3 Plus Me rule: The same as the stuck walls but without a display.  Instead of a resource, it is a general rule that work needs to be evaluated by various people in the class before the teacher checks it.  Hopefully, after peers have reviewed it, the final piece that reaches 'me' is an excellent piece of work and students have learnt how to produce it.

Effort and process reward cards: One of the favourites!  Talked about before here.  Does all feedback have to be about the work they produce?  Surely if students are working in a particularly effective way, or have used a very good strategy or even put in a lot of effort, we can reward them?  Highlight this way of working enough and they start to develop good learner habits.  I know when I do something in a way that works and someone gives me positive feedback on it, I'll do it again.  Simply, have a number of small cards with with key learner qualities, attributes or 'good habits' on.  Hand them out to students when you spot these.  Instant feedback on the way they worked.  We (probably against some research somewhere!) gave them merits at the end when they traded the card in.  What this also did is allowed us to have a learning conversation.  Invaluable!
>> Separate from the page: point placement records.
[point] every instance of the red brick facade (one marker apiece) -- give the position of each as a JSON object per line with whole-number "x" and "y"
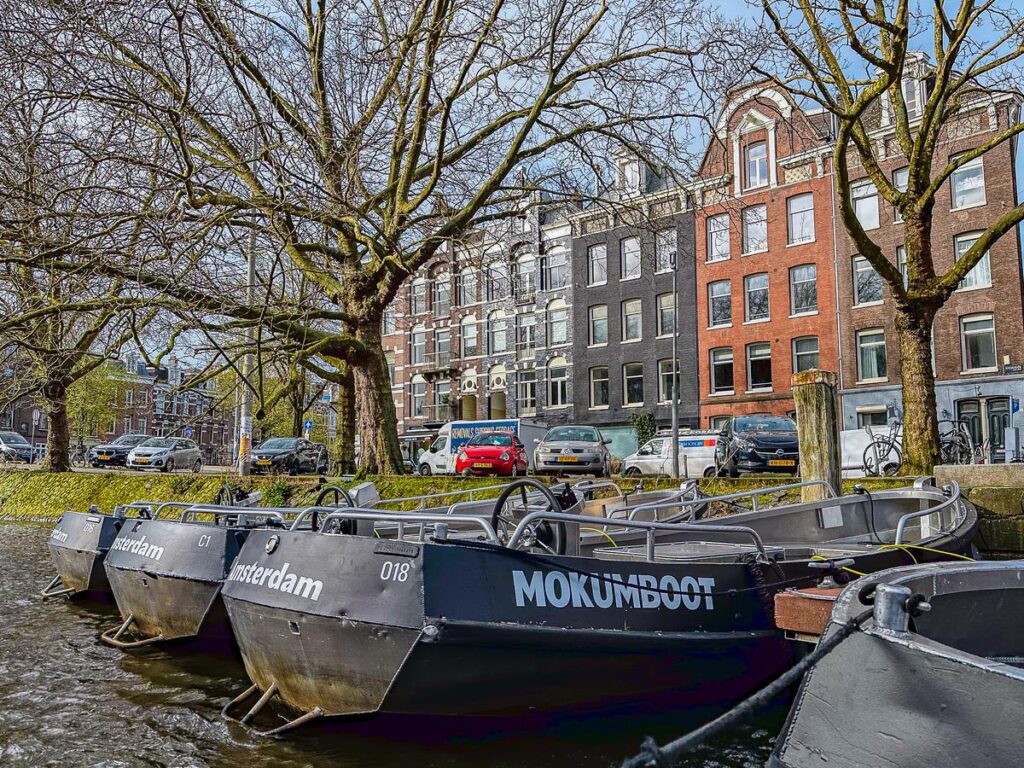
{"x": 765, "y": 153}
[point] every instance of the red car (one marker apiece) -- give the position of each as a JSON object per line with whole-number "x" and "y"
{"x": 492, "y": 454}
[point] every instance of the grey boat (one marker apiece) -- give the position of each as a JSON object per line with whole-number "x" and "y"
{"x": 934, "y": 677}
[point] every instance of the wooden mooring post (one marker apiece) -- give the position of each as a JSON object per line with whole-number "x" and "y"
{"x": 816, "y": 396}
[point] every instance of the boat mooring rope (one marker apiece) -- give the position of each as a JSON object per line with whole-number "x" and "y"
{"x": 653, "y": 756}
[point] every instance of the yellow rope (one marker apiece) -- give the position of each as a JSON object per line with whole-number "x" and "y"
{"x": 602, "y": 532}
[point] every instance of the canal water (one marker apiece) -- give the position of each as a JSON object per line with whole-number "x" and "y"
{"x": 68, "y": 700}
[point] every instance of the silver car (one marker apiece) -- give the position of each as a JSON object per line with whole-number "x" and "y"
{"x": 572, "y": 449}
{"x": 166, "y": 454}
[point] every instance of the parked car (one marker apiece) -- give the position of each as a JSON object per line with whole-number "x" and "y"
{"x": 291, "y": 455}
{"x": 573, "y": 449}
{"x": 493, "y": 454}
{"x": 758, "y": 443}
{"x": 696, "y": 456}
{"x": 115, "y": 454}
{"x": 16, "y": 446}
{"x": 166, "y": 454}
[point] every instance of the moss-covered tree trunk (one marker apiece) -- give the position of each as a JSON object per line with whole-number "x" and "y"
{"x": 375, "y": 415}
{"x": 54, "y": 393}
{"x": 921, "y": 426}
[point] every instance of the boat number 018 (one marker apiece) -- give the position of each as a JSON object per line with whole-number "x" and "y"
{"x": 394, "y": 571}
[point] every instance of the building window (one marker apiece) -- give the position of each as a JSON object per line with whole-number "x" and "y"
{"x": 468, "y": 332}
{"x": 756, "y": 290}
{"x": 800, "y": 210}
{"x": 969, "y": 184}
{"x": 556, "y": 268}
{"x": 718, "y": 238}
{"x": 666, "y": 314}
{"x": 599, "y": 325}
{"x": 665, "y": 250}
{"x": 865, "y": 204}
{"x": 632, "y": 320}
{"x": 526, "y": 392}
{"x": 558, "y": 394}
{"x": 419, "y": 389}
{"x": 803, "y": 289}
{"x": 665, "y": 378}
{"x": 597, "y": 264}
{"x": 755, "y": 229}
{"x": 757, "y": 165}
{"x": 901, "y": 177}
{"x": 981, "y": 274}
{"x": 497, "y": 333}
{"x": 759, "y": 366}
{"x": 442, "y": 346}
{"x": 497, "y": 282}
{"x": 419, "y": 296}
{"x": 599, "y": 386}
{"x": 978, "y": 342}
{"x": 442, "y": 295}
{"x": 629, "y": 253}
{"x": 871, "y": 354}
{"x": 419, "y": 346}
{"x": 866, "y": 283}
{"x": 525, "y": 335}
{"x": 720, "y": 303}
{"x": 467, "y": 287}
{"x": 558, "y": 320}
{"x": 721, "y": 371}
{"x": 805, "y": 353}
{"x": 633, "y": 384}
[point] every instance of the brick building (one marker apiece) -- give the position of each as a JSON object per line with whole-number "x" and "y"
{"x": 625, "y": 308}
{"x": 765, "y": 287}
{"x": 978, "y": 336}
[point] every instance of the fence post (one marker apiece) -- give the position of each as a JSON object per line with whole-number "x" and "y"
{"x": 816, "y": 397}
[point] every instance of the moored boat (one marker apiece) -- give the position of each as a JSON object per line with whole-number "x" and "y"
{"x": 509, "y": 614}
{"x": 935, "y": 676}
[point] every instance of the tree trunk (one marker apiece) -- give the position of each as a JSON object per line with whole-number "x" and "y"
{"x": 57, "y": 427}
{"x": 346, "y": 421}
{"x": 921, "y": 427}
{"x": 375, "y": 417}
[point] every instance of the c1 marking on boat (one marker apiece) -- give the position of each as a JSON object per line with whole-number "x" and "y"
{"x": 559, "y": 590}
{"x": 138, "y": 547}
{"x": 276, "y": 579}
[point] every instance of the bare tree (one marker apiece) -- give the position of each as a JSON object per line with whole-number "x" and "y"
{"x": 360, "y": 137}
{"x": 852, "y": 57}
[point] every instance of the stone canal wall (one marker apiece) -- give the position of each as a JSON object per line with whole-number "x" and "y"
{"x": 38, "y": 496}
{"x": 997, "y": 492}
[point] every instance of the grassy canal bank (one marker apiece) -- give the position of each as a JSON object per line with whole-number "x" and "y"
{"x": 38, "y": 496}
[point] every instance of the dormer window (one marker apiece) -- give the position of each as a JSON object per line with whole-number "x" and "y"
{"x": 757, "y": 165}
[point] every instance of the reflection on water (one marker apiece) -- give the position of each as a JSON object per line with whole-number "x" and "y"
{"x": 67, "y": 700}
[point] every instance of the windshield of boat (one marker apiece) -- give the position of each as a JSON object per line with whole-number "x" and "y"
{"x": 159, "y": 442}
{"x": 492, "y": 438}
{"x": 764, "y": 424}
{"x": 577, "y": 434}
{"x": 130, "y": 439}
{"x": 280, "y": 442}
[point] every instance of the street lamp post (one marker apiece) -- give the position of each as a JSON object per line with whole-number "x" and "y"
{"x": 675, "y": 366}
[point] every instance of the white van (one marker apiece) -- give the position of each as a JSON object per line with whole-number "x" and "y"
{"x": 439, "y": 458}
{"x": 696, "y": 456}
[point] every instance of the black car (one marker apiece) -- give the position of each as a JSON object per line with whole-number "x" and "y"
{"x": 291, "y": 455}
{"x": 115, "y": 454}
{"x": 758, "y": 443}
{"x": 16, "y": 446}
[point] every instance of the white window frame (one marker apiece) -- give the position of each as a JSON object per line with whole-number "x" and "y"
{"x": 979, "y": 316}
{"x": 626, "y": 387}
{"x": 790, "y": 213}
{"x": 747, "y": 220}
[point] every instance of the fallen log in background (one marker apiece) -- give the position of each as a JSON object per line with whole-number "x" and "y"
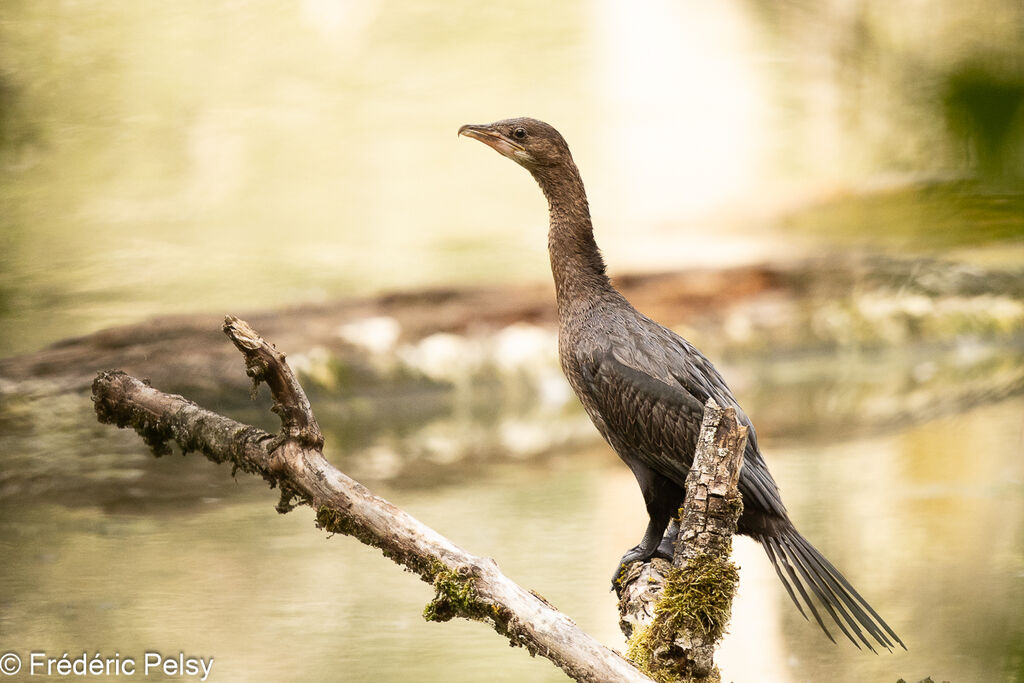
{"x": 466, "y": 585}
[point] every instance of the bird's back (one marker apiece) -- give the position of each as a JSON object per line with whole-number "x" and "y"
{"x": 644, "y": 386}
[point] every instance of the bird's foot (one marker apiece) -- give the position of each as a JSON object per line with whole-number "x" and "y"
{"x": 665, "y": 550}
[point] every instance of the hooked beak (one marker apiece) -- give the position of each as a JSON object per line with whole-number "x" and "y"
{"x": 493, "y": 138}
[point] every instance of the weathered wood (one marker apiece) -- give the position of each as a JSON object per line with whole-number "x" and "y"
{"x": 466, "y": 585}
{"x": 675, "y": 613}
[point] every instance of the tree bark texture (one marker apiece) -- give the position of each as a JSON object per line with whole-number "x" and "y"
{"x": 675, "y": 613}
{"x": 465, "y": 585}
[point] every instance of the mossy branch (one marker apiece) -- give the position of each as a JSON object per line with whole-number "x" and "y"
{"x": 465, "y": 585}
{"x": 676, "y": 613}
Feedback first: Not revolutionary.  Simply, when we provide feedback, we simply gave feedback.  Grades and praise were kept aside until later.  Very closely linked to Dweck's work.  If we gave the praise or grades, learners look at that and ignore the worthwhile comments.  No improvements are made.  Grades first also promotes fixed learners who use grades as a symbol of intelligence.  We therefore use this to stop that.

Peer and self assessment: Again, nothing revolutionary.  By marking the work of others you increase your own understanding of the topic.  You have to or you can't assess it effectively.  You also learn other individuals ways of working and good learner habits.  I used this with a Year 10 PSE class when looking at writing personal statements and the improvements from first draft to second draft was immense.  Same system works for self assessment using mark schemes, rubrics or success criteria's.  Allows you to see what has been done or what needs to be done to improve: Feedback & Feedforward.

Critique: Another one of our favourites but very much in the infancy here at Brookfield.  A culture or ethos of gathering feedback to achieve excellence rather than an activity to put in the middle of your lesson.  Requires specific, helpful and kind analysis of work.  Comments given are hard on content and soft on people.  Can use an 'example of excellence' to help strive for perfection.  Involves a cycle of draft, get work critiqued, act upon suggestions, redraft, get work critiqued, act upon.......  One we will definitely be developing more before sharing out further.  See Ron Berger's 'Ethic of Excellence' book.

SOLO Taxonomy: But this isn't feedback, it's a taxonomy?  Correct but its very nature strives on feedback and feedforward.  Either by self, peer or teacher analysis, you can easily gain an understanding in either oral or written form that helps students develop and make progress.  If you hadn't guessed, its also one of our favourites.  More posts on this and in more detail are here.

So, we found that these helped create an environment where feedback, either in oral and written form, worked for us.  I am sure, like always, that there is research that contradicts these methods, or even methods that have more of an impact.  But, in our manageable in house trials, we found these to work with the learners we have.  As usual, we will continue to reflect and review these process, whilst looking for additional methods to promote the culture of feedback in lessons.